XXXVI
Rencontre internationale pour la Paix
Sant'Egidio
Vers
une Pâques commune ?
Par le Métropolite Joseph
Évêque Orthodoxe
métropolitain, Patriarcat de Roumanie
Pour l’Église orthodoxe, la question du calendrier en général
et celui de la célébration de la date de Pâques à une date commune revêtent une
importance particulière, car au niveau panorthodoxe, il existe différentes
approches relatives au calendrier et une décision à cet égard pourrait avoir
des implications majeures dans la manifestation de l’unité de l’Église.
La IIe Conférence Panorthodoxe Pré-synodale (Chambésy 1982)
est parvenue à un accord sur certains points importants à ce sujet, déclarant
que la question du calendrier dans son ensemble est « au-delà de l’exactitude
scientifique, une question de conscience ecclésiale de l’Orthodoxie une et
indivise, dont l’unité ne doit d’aucune manière être troublée ». Il a également
été déclaré que « toute révision – en vue d’une plus grande précision dans la
détermination de la date de Pâques, que nous célébrons en commun depuis des
siècles – doit être reportée au moment opportun où Dieu le voudra, sans
troubler l’unité de l’Église.
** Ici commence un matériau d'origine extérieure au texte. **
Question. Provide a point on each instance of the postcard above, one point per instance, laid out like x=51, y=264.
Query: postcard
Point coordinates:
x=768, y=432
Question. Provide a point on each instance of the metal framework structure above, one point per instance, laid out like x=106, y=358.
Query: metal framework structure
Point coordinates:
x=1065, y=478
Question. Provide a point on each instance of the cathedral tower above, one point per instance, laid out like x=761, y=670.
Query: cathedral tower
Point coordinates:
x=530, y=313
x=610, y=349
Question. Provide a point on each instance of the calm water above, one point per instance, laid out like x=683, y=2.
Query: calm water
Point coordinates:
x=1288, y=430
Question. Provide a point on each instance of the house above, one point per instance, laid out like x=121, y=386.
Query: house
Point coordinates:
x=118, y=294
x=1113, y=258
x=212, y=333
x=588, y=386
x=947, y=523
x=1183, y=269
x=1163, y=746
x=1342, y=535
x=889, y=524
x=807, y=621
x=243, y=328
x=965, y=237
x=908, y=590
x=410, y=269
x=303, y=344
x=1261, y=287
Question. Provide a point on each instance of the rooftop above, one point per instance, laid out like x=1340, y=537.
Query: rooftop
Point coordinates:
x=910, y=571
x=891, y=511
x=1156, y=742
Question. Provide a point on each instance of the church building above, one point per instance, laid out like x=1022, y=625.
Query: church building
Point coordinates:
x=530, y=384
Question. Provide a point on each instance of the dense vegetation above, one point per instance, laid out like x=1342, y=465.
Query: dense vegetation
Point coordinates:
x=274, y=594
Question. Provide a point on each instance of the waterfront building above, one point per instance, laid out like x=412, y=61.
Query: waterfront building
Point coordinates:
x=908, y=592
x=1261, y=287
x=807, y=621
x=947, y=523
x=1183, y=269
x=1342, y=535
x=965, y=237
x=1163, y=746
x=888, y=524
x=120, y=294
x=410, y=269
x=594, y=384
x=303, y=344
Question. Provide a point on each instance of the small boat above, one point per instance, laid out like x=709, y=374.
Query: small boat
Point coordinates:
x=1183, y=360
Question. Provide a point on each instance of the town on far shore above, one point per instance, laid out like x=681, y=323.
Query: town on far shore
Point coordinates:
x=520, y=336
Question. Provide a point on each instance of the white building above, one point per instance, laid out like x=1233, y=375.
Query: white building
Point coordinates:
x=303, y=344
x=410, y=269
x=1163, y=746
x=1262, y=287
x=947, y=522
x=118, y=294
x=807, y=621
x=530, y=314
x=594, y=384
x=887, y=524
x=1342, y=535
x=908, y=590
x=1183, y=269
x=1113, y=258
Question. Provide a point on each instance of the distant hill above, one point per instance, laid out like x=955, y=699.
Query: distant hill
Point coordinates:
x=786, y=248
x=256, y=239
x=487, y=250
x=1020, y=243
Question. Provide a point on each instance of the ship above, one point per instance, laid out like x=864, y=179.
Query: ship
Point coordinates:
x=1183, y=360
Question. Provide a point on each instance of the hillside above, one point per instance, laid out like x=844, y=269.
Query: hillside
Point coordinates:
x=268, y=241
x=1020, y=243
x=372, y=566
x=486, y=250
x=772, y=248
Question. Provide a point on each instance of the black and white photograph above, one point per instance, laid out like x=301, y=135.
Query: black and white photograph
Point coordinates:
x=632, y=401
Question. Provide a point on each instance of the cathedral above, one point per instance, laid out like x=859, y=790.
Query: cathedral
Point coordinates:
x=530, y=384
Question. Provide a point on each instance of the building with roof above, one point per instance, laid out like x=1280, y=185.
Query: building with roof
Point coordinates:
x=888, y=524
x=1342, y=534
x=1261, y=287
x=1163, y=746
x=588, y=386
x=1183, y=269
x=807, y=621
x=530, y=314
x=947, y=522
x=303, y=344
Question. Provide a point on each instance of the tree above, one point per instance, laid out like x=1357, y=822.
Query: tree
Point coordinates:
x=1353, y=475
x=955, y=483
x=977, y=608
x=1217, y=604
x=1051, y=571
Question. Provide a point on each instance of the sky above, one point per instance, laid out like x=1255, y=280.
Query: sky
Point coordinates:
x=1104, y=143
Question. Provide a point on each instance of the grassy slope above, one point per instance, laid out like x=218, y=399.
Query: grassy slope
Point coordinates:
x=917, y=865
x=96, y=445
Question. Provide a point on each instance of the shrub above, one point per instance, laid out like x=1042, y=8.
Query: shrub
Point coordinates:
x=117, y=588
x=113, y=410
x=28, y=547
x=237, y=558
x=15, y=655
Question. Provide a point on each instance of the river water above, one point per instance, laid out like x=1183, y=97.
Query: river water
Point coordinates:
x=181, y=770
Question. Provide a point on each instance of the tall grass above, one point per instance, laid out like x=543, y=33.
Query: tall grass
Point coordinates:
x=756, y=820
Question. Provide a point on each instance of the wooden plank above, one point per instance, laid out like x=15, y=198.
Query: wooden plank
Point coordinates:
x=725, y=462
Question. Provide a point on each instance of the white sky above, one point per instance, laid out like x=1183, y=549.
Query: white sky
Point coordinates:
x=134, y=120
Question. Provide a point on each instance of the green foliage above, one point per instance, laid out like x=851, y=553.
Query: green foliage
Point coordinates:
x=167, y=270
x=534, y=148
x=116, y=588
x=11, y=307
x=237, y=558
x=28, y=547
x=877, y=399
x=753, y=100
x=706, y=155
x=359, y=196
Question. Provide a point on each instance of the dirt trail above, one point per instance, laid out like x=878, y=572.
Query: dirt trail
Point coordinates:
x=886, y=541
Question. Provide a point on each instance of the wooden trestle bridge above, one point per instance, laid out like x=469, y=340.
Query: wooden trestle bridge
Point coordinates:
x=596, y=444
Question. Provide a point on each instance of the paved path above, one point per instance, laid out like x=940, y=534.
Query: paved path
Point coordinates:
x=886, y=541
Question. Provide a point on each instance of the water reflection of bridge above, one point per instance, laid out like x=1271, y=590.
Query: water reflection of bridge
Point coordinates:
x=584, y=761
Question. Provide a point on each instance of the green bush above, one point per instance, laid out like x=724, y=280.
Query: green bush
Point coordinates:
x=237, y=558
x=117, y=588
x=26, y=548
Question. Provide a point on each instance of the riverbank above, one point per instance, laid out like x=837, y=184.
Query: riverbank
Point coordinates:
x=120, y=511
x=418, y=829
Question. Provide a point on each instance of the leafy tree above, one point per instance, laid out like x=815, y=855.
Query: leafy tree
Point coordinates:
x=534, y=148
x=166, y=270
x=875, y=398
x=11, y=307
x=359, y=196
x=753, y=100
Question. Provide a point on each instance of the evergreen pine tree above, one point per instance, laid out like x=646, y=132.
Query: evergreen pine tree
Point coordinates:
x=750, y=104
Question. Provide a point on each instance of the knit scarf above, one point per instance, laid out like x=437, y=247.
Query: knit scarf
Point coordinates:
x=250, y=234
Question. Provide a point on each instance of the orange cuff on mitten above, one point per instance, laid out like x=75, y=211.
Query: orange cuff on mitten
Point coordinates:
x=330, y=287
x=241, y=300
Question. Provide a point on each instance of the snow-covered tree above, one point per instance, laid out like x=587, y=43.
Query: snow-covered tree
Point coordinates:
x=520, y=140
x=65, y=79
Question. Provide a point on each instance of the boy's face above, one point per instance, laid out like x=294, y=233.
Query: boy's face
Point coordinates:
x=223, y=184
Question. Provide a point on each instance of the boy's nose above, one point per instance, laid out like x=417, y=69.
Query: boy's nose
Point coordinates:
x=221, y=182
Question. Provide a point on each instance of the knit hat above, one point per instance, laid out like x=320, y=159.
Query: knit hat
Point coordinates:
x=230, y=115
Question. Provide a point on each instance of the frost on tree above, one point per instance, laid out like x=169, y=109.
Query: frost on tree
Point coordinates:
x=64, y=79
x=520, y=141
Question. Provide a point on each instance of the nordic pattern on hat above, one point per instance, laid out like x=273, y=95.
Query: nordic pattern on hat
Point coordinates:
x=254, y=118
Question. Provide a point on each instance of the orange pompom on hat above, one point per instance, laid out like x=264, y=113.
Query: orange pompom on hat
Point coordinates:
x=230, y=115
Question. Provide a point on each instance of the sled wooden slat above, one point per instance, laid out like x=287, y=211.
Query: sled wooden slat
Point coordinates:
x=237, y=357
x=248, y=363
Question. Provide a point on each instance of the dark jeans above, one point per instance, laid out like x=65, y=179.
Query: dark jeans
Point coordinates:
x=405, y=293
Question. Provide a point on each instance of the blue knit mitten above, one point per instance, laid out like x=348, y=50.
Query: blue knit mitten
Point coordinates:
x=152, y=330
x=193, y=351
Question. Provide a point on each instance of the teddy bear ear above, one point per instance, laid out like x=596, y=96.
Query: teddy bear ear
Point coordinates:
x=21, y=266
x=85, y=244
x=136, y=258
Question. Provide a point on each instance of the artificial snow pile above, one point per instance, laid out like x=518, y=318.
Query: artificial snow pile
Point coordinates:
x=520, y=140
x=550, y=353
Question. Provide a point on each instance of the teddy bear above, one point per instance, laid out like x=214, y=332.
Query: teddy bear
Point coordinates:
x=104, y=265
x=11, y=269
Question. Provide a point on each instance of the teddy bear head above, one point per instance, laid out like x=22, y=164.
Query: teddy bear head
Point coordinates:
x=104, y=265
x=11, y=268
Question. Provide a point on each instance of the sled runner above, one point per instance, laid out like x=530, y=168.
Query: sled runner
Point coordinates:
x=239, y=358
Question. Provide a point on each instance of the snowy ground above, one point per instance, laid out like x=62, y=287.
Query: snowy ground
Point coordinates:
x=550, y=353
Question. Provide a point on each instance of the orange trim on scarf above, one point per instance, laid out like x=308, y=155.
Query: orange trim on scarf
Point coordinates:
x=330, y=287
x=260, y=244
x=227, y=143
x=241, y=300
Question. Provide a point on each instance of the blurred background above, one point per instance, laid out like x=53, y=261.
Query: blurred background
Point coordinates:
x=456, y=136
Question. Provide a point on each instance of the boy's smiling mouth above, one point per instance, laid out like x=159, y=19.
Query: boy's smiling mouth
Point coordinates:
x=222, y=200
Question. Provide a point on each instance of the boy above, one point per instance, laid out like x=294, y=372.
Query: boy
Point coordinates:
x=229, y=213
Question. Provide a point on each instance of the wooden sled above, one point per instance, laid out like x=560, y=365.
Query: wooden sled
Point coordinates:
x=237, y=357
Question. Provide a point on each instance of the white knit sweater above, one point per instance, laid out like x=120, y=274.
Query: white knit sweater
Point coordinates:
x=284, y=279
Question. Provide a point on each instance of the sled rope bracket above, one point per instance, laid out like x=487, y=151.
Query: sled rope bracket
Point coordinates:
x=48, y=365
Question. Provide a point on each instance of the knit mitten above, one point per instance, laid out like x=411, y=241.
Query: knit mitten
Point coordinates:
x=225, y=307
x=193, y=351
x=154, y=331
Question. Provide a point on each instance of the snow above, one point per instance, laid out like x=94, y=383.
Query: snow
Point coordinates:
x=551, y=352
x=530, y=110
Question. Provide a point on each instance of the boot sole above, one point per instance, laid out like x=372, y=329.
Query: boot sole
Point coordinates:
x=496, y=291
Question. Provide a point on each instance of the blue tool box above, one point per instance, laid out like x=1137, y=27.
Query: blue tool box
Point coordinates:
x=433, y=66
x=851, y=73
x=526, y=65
Le problème du rapport au calendrier et des
opinions qui s’y réfèrent, ainsi que des situations difficiles qui se sont
créées, ne doivent aucunement conduire à des divisions, des divergences ou des
schismes ».
Bien que cette Conférence ait souligné la nécessité d’informer
le plus systématiquement possible les fidèles de chaque Église orthodoxe
locale, afin que l’orthodoxie puisse avancer « avec une largeur d’esprit et de
cœur, sur le chemin de la réalisation commune – dans l’acribie (exactitude) et
en même temps dans la fidélité à l’esprit et à la lettre de la décision du Ier
Concile œcuménique – vers une célébration commune de la plus grande fête
chrétienne », jusqu’à présent on ne peut pas parler de l’existence d’un
consensus pour avancer vers ce but.
Même si dans de nombreuses Églises orthodoxes autocéphales il
y a une prise de conscience de la nécessité d’identifier une solution pour la
célébration commune de la Pâque, pour tous les chrétiens, il est évident qu’il
faut faire preuve de beaucoup d’équilibre et de patience, afin de ne pas
risquer d’adopter une solution au niveau interchrétien – fût-elle accompagnée
d’arguments scientifiques irrévocables – qui provoquerait des divisions et des
schismes plus profonds encore que ceux que nous connaissons actuellement.
Les témoignages canoniques relatifs à cette question (le
premier canon d’Antioche et le septième canon apostolique) soulignent
l’importance de préserver l’unité concernant la célébration pascale,
conformément aux canons établis lors du premier Concile Œcuménique. En même
temps, les canons 34 et 51 du Concile de Cartage montrent que l’établissement
de la date de Pâques est un problème qui concerne toute l’Église et que pour
cette raison la date de Pâques doit être établie dans un cadre synodal.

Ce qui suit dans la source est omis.